Alex Fialho: Uptown, downtown, and across New York City’s five boroughs, trains like these have been taking people where they need to go since 1905.
Curator, Rajendra Roy: It's something that you probably rode on to get here, right? Interior New York Subway was shot seven months after the subway was born.
Alex Fialho: That’s Rajendra Roy. He’s the chief film curator here at MoMA.
Rajendra Roy: A document of a brand new modern marvel a system that would grow to be the largest in the world, but at that time was brand-spanking-new.
And the film itself is kind of a marvel of another new technology, which is the motion picture. So you have the kind of meeting of two technologies underground.

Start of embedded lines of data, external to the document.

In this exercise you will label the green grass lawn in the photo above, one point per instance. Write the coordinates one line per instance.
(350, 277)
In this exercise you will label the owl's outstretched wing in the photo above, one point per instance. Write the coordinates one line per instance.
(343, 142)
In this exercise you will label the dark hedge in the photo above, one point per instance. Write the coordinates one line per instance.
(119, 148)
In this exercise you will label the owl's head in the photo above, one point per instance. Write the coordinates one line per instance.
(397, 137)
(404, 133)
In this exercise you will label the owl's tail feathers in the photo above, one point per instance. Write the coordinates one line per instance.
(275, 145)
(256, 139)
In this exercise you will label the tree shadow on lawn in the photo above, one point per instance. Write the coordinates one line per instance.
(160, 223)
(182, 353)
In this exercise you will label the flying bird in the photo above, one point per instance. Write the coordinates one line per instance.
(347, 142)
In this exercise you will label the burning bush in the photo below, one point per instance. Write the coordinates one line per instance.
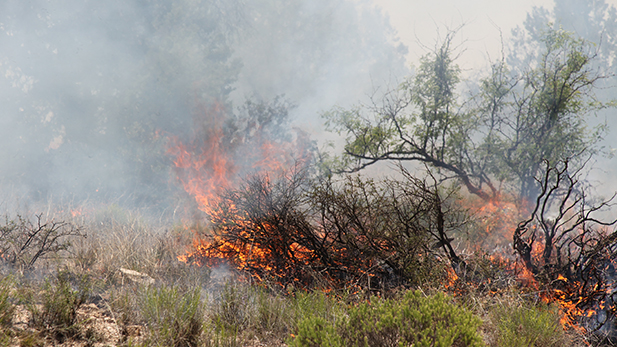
(570, 251)
(354, 233)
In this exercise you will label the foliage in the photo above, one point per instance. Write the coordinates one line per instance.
(501, 134)
(7, 307)
(575, 249)
(175, 318)
(325, 233)
(58, 315)
(528, 326)
(412, 320)
(23, 243)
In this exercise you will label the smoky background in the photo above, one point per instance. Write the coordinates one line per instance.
(91, 90)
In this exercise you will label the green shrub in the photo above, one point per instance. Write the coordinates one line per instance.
(528, 326)
(411, 320)
(60, 303)
(173, 318)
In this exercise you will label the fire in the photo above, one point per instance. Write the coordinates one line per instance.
(203, 165)
(210, 164)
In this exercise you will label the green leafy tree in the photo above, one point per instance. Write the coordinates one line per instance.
(500, 134)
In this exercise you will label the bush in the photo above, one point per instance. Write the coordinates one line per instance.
(412, 320)
(7, 309)
(174, 318)
(23, 242)
(528, 326)
(60, 303)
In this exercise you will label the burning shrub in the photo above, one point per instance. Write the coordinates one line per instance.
(569, 250)
(353, 233)
(411, 320)
(388, 233)
(60, 303)
(260, 228)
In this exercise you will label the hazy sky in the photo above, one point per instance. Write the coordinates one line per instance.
(417, 20)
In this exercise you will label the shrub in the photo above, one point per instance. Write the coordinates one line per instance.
(412, 320)
(23, 242)
(7, 309)
(528, 326)
(60, 303)
(174, 318)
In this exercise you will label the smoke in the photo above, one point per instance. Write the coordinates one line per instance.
(91, 90)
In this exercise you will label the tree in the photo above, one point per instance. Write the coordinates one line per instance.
(499, 134)
(568, 247)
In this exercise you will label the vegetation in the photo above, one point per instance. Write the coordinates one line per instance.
(519, 116)
(412, 319)
(99, 308)
(297, 256)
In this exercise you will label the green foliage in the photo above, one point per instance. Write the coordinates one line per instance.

There was real concern, both with the film and in real life, that traveling in those tunnels with all of the steel columns that held up the street above you basically that would make you sick to look at right it would create this strobe effect that that would make people go crazy.
So this was actually a thrill ride for many folks of actually being able to travel this fast underground in the dark.

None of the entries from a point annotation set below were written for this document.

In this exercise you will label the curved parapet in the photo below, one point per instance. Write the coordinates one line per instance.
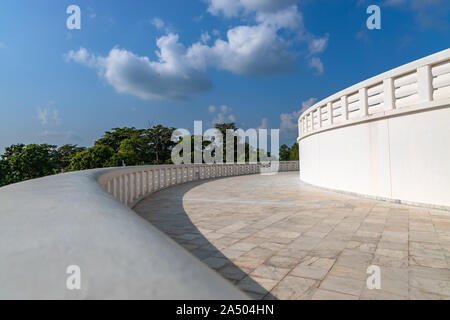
(387, 137)
(51, 223)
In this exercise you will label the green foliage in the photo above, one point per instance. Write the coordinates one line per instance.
(20, 162)
(285, 152)
(160, 144)
(294, 155)
(120, 146)
(289, 154)
(65, 154)
(99, 156)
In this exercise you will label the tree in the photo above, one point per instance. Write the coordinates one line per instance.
(289, 154)
(4, 172)
(114, 138)
(28, 162)
(65, 154)
(160, 143)
(285, 153)
(99, 156)
(294, 155)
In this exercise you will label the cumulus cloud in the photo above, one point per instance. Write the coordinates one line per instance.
(232, 8)
(289, 121)
(179, 72)
(47, 115)
(222, 114)
(431, 14)
(173, 76)
(316, 64)
(249, 51)
(264, 124)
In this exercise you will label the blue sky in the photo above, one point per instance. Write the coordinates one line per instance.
(255, 62)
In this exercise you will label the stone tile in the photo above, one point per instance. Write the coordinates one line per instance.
(387, 261)
(249, 262)
(428, 262)
(351, 272)
(439, 287)
(216, 262)
(294, 288)
(257, 284)
(362, 246)
(397, 254)
(313, 268)
(232, 253)
(233, 272)
(242, 246)
(272, 242)
(321, 294)
(283, 261)
(343, 285)
(270, 272)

At the time, it was really like a show-and-tell, like, “Look at this brand spanking new thing that exists in New York,” that, eventually, obviously we associate with all classes in New York. And that kind of egalitarian nature of the New York subway system, I think, is something that's super important, This is literally something that connects all of us.
And one of the things I love the most about this film is that you can literally go downstairs get on the subway and experience it for yourself because it basically hasn't changed in over a hundred years.